The new SVG-to-Bezier library takes a step-by-step approach to slowly convert all the crazy complexity that can exist in a SVG path tag, and slowly work it toward a nice simple Bézier. Here’s how we go from a long d path attribute string and end up with a simple Bézier data format:

  1. Break the long single string into chunks of an individual command and it’s associated coordinate data.
  2. Coordinate data can be ‘chained’ – if the command doesn’t change, it’s possible just to keep adding coordinate numbers and it should be interpreted as multiple repeated commands. Step 2 is splitting any chained commands into discreet single commands.
  3. Convert relative coordinate data (where we have to keep track of the current x/y point) is converted to absolute coordinates.
  4. Symmetric notation for Cubic and Quadratic Bézier curves are just simplifications that use the previous point’s data to compute a piece of the current curve. These symmetric points are calculated and converted to standard Cubic and Quadratic Bézier curves.
  5. Convert any Quadratic Bézier curve to the (more standard) Cubic Bézier curve.
  6. Lines can be converted to a simple format of Bézier curve – technically it’s less efficient to express a line in Bézier curve format, but we’ll do it for the sake of uniformity in the resulting data.
  7. And, lastly, the pesky Arc-to command. Unfortunately, this format has nothing to do with Bézier math, and there is no perfect way to translate between the two. There is a large chunk of code dedicated to approximating an arc using a recursive curve fitting function. It’s not perfect, and will always quit at some given threshold. Even though it’s potentially lossy, it’s better than nothing.

And with that, we’ve worked through each SVG Command and d format quirk to arrive at standard plain old Bézier curves.

So what now?

This library is like 1000% easier to test. In fact, in the GitHub repository there are many tests already built in – these tests load a suite of SVG files, run them through the converter, then draw the resulting Bézier curves to a canvas so they can be visually checked for irregularities.

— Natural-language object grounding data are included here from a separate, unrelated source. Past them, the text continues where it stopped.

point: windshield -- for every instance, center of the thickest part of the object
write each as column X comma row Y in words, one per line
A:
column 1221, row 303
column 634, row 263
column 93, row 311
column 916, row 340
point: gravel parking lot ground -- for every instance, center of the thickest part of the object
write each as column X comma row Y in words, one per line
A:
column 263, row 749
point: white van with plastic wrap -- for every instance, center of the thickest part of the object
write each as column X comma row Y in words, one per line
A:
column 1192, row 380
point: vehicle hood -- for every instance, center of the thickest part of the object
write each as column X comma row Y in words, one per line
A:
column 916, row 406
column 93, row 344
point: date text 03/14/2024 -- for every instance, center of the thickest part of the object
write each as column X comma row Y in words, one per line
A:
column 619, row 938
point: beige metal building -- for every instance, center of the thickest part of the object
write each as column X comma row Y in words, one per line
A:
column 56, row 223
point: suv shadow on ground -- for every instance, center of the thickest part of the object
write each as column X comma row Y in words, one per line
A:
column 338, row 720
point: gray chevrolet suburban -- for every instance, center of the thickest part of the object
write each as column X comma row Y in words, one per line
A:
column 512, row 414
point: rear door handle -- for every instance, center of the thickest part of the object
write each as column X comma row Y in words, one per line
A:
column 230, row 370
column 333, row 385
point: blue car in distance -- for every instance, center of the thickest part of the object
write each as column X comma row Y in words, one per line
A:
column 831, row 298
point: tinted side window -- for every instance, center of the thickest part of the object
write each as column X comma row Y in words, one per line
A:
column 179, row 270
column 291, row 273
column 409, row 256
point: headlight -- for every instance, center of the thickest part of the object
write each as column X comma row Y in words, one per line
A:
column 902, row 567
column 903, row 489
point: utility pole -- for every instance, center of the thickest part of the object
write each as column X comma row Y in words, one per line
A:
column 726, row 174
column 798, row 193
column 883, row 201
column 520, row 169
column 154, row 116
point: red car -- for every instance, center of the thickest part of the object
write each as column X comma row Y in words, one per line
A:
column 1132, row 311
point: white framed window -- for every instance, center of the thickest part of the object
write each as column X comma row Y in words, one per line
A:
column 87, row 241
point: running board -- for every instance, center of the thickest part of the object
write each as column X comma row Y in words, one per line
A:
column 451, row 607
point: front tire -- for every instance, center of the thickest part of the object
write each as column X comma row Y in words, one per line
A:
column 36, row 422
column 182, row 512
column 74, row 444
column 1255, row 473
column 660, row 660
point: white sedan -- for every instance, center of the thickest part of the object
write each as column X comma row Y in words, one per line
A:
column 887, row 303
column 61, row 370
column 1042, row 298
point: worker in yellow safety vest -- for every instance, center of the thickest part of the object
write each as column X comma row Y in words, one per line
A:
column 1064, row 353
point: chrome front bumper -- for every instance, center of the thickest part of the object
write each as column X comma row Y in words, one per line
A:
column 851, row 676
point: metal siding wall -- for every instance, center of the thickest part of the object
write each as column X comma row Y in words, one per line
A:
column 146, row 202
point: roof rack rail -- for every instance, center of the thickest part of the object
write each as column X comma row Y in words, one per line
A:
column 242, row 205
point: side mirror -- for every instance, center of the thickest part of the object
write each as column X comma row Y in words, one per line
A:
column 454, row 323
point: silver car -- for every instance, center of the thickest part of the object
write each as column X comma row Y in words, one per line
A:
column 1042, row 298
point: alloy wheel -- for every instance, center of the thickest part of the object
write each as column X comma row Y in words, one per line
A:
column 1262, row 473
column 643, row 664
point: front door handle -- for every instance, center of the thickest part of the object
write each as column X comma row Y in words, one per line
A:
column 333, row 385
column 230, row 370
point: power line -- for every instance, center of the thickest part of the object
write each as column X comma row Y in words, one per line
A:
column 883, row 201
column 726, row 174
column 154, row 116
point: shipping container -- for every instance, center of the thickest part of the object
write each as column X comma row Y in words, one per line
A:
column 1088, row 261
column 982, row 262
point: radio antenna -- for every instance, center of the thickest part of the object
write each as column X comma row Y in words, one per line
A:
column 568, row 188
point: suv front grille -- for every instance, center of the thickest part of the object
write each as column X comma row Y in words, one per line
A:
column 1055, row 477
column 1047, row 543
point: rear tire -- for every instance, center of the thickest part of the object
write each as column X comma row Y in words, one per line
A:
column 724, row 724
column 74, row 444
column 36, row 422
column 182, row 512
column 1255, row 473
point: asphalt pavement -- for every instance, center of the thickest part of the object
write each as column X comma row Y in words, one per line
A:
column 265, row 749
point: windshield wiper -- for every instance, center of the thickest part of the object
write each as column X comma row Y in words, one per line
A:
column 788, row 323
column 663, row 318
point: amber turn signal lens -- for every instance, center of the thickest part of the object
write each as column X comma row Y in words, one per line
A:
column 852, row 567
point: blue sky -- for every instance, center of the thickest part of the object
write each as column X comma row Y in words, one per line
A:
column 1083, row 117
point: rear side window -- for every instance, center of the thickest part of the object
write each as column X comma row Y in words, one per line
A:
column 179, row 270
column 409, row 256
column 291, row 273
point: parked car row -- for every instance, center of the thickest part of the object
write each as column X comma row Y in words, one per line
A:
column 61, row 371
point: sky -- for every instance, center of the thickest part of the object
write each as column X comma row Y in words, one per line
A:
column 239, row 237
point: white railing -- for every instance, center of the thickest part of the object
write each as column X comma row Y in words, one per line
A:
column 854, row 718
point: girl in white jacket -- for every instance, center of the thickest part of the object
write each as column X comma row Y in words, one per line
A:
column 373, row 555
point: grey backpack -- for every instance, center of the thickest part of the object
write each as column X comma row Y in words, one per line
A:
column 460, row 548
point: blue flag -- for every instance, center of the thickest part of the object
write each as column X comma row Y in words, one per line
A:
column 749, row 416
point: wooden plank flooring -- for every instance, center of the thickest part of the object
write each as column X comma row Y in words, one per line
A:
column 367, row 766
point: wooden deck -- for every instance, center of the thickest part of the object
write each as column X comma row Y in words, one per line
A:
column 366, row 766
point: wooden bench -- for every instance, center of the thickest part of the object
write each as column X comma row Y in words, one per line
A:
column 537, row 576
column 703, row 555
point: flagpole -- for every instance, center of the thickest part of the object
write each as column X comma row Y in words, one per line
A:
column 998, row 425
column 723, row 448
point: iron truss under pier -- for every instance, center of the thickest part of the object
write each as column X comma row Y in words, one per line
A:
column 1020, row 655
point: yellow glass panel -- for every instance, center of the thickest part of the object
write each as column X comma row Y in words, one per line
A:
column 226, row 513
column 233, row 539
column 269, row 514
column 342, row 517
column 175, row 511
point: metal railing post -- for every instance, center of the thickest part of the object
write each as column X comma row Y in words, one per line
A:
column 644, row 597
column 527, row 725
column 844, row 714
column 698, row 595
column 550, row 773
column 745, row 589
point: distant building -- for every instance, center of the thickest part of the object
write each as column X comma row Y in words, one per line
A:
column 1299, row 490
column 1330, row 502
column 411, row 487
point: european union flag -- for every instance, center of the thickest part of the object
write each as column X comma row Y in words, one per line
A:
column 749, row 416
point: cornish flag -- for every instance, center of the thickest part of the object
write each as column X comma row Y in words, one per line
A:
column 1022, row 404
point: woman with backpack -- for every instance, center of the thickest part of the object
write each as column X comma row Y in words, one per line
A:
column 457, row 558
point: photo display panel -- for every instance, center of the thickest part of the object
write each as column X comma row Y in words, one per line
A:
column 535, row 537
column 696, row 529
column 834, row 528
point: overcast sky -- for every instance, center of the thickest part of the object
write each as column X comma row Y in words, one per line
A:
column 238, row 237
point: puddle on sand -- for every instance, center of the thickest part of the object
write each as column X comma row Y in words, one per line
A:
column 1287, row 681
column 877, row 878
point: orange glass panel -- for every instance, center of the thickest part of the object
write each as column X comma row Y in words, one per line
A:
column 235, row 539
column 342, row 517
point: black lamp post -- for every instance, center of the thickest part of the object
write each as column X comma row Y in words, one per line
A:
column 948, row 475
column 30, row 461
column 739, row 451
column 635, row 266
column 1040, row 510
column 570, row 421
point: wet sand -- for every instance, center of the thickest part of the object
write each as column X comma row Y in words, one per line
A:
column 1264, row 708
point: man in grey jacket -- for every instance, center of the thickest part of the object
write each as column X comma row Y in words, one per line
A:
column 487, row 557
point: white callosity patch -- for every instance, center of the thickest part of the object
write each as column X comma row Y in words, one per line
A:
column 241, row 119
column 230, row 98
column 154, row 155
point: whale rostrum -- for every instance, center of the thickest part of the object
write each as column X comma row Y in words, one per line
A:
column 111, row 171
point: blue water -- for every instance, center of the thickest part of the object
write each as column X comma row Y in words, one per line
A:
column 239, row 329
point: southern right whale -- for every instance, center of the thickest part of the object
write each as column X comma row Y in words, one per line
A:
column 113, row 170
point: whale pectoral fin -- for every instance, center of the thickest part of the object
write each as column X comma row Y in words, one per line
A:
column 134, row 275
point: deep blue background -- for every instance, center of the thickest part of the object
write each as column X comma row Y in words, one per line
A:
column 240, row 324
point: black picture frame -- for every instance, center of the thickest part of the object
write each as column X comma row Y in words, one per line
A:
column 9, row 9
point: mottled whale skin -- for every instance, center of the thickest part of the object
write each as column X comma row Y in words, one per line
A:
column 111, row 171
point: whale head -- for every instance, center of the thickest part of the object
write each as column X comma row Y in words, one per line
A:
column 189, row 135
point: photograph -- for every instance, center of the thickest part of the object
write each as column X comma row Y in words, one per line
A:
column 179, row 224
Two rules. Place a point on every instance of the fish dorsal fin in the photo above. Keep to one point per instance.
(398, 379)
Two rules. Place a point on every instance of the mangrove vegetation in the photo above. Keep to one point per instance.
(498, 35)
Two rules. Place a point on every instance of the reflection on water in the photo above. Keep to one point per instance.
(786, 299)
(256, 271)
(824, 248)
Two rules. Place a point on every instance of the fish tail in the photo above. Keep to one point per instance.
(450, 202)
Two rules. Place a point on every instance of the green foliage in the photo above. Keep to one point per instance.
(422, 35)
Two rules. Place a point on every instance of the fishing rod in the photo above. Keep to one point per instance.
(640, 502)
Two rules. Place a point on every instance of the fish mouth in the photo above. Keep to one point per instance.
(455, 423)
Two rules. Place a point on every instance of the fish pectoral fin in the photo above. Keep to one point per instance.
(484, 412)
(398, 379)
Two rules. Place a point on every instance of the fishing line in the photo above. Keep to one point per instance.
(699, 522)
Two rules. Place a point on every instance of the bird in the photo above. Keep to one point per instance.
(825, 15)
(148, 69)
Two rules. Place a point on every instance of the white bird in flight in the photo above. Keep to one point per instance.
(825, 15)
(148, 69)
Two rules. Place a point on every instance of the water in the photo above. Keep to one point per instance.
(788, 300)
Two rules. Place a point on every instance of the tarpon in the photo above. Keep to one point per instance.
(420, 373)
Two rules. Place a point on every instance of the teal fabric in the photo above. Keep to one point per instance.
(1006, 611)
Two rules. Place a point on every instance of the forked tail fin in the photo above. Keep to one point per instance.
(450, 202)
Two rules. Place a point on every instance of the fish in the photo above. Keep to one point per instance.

This kind of thing was not at all possible with the Glyphr Studio v1 approach.

So now this stand-alone library will replace a large chunk of Glyphr Studio v2 code. Horay! Now our overall process looks like this:

Font ⮞ OpenType.js ⮞ SVG-to-Bezier ⮞ Glyphr Studio Data

But does the new library actually handle all the relevant parts of SVG? Unfortunately, one last thing remains – a transform attribute can exist on any SVG shape tag or grouping g tag. In Glyphr Studio v1 we conveniently ignore all transforms, and leave it as an exercise for the user to get their SVG editor to not use them somehow. This is, admittedly, not great.

The SVG transform attribute itself has a few different functions that can change how that path or group of paths look. Many of the functions aren’t too bad, like translate, scale, rotate, and skew are pretty straight forward, mathematically speaking. But, the last function to consider, matrix, allows for arbitrary matrix transforms. So I guess it’s time to dust off the old linear algebra. Then there is the additional hierarchical structure to consider with the grouping function of the g tag. So all these transforms have to potentially combine in a larger hierarchical tree.

All of this transform stuff was basically impossible to implement in the old Glyphr Studio v1 SVG parser. But now, the good news is that the new SVG-to-Bézier approach means this transform functionality is within reach. We now have a strong foundation for less bugs and more functionality in the future. That’s how a good side quest should end up.